C’est pourquoi la vie s’est développée chez nous plus rapidement que là où elle souffrait du manque d’eau, d’énergie solaire ou de terre ferme, et que sur les mondes trop humides. Les transmissions de l’Anneau nous ont montré l’évolution de la vie sur les planètes inondées, où les êtres s’agrippent désespérément aux végétaux émergeant du marais éternel.

Sur notre Terre, riche en eau, la superficie des continents est aussi relativement petite pour le collectage d’énergie solaire par les plantes alimentaires, par le bois ou simplement par les installations thermoélectriques.

Aux périodes très anciennes de l’histoire de la Terre, la vie se développait plus lentement sur les terrains marécageux paléozoïques que sur les hauteurs néozoïques où on se disputait l’eau autant que la nourriture.

Nous savons que pour une vie forte et abondante il faut un rapport déterminé entre les eaux et les terres, et que notre planète se rapproche de ce coefficient favorable. Des planètes pareilles sont assez rares dans le Cosmos, et chacune présente à notre humanité un trésor, un nouvel habitat et un tremplin de civilisation.
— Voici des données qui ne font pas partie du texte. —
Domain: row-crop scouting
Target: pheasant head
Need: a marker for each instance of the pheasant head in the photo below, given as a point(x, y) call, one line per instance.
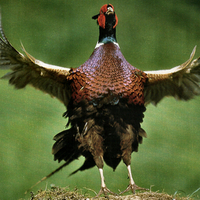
point(107, 21)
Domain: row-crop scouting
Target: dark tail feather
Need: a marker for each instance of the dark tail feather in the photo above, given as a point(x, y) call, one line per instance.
point(66, 146)
point(89, 163)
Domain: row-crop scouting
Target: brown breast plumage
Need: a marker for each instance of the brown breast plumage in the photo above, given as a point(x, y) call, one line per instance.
point(106, 77)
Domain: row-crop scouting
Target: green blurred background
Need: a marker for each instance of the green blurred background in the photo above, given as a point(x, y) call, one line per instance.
point(156, 34)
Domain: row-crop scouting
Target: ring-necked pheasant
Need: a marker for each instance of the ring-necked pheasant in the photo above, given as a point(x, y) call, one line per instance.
point(105, 97)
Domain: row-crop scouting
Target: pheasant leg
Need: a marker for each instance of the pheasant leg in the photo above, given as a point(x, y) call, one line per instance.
point(104, 190)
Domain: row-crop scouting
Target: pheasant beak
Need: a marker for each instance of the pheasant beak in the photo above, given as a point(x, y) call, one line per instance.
point(109, 11)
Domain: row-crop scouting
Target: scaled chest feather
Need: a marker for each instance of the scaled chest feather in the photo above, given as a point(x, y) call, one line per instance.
point(106, 77)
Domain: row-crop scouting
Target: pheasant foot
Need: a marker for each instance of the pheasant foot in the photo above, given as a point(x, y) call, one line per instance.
point(132, 187)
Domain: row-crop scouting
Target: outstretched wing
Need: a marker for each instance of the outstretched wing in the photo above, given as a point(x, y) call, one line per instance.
point(27, 70)
point(181, 82)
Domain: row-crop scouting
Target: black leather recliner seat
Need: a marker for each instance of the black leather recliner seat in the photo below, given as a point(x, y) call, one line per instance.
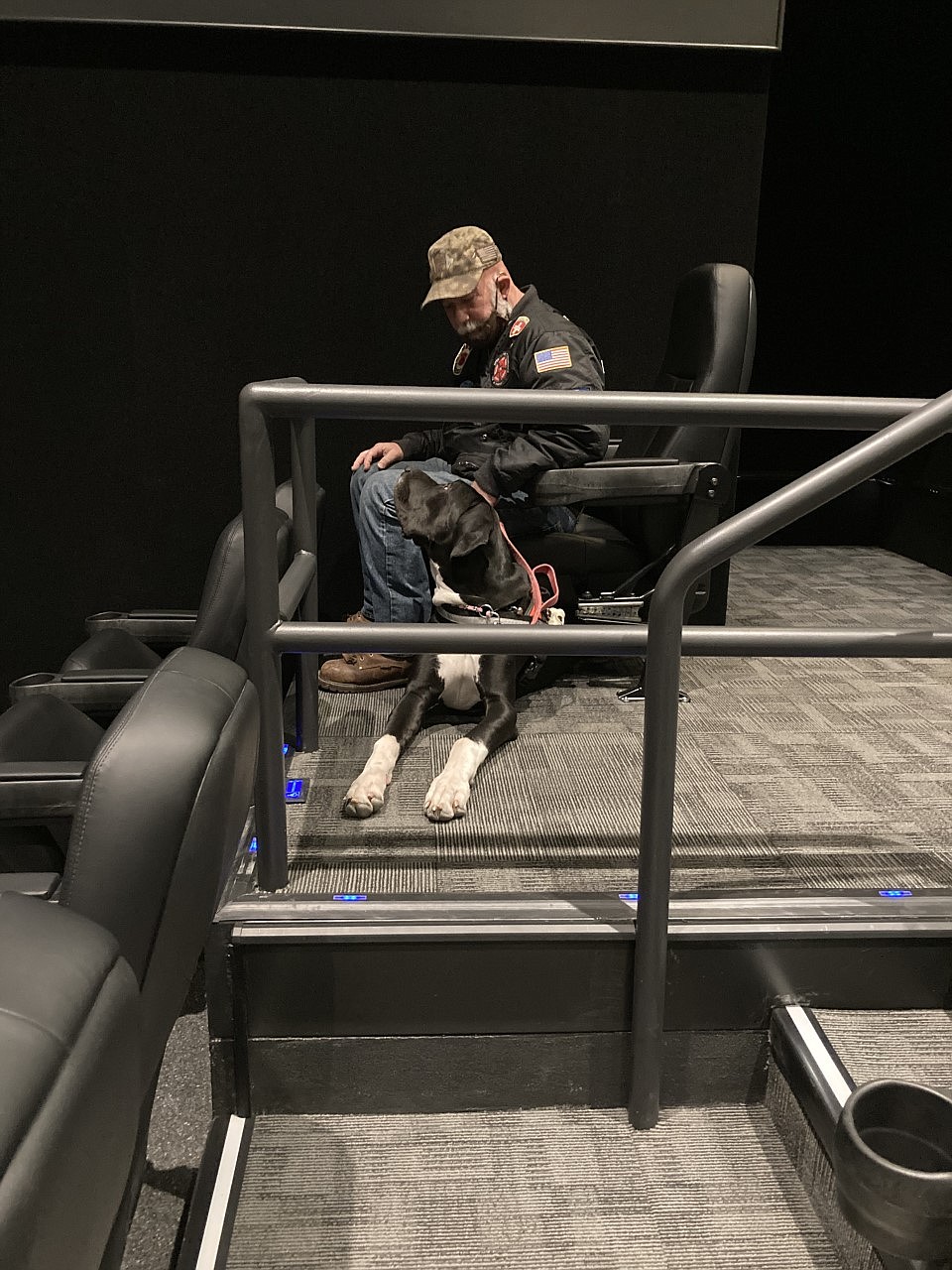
point(163, 806)
point(45, 739)
point(71, 1091)
point(664, 485)
point(107, 668)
L’humanité ne craint plus la surpopulation qui effrayait nos aïeux, mais nous élargissons sans cesse notre habitat dans le Cosmos, car c’est là une manifestation du progrès, une loi inéluctable du développement. La difficulté d’assimiler les planètes qui diffèrent trop de la nôtre par les conditions physiques a fait naître l’idée d’établir les hommes dans le Cosmos sur de vastes ouvrages semblables à de satellites artificiels très agrandis. Une de ces fies a été construite à la veille de l’époque de l’Anneau : c’est le Nadir situé à 18 millions de kilomètres de la Terre. Une petite colonie y vit toujours, paraît-il … mais l’imperfection de ces gîtes, trop étroits pour la vie humaine audacieuse et portée vers les grands espaces, était si évidente qu’on ne peut que s’étonner de l’aveuglement de nos ancêtres, si hardi qu’ait été leur projet du point de vue technique.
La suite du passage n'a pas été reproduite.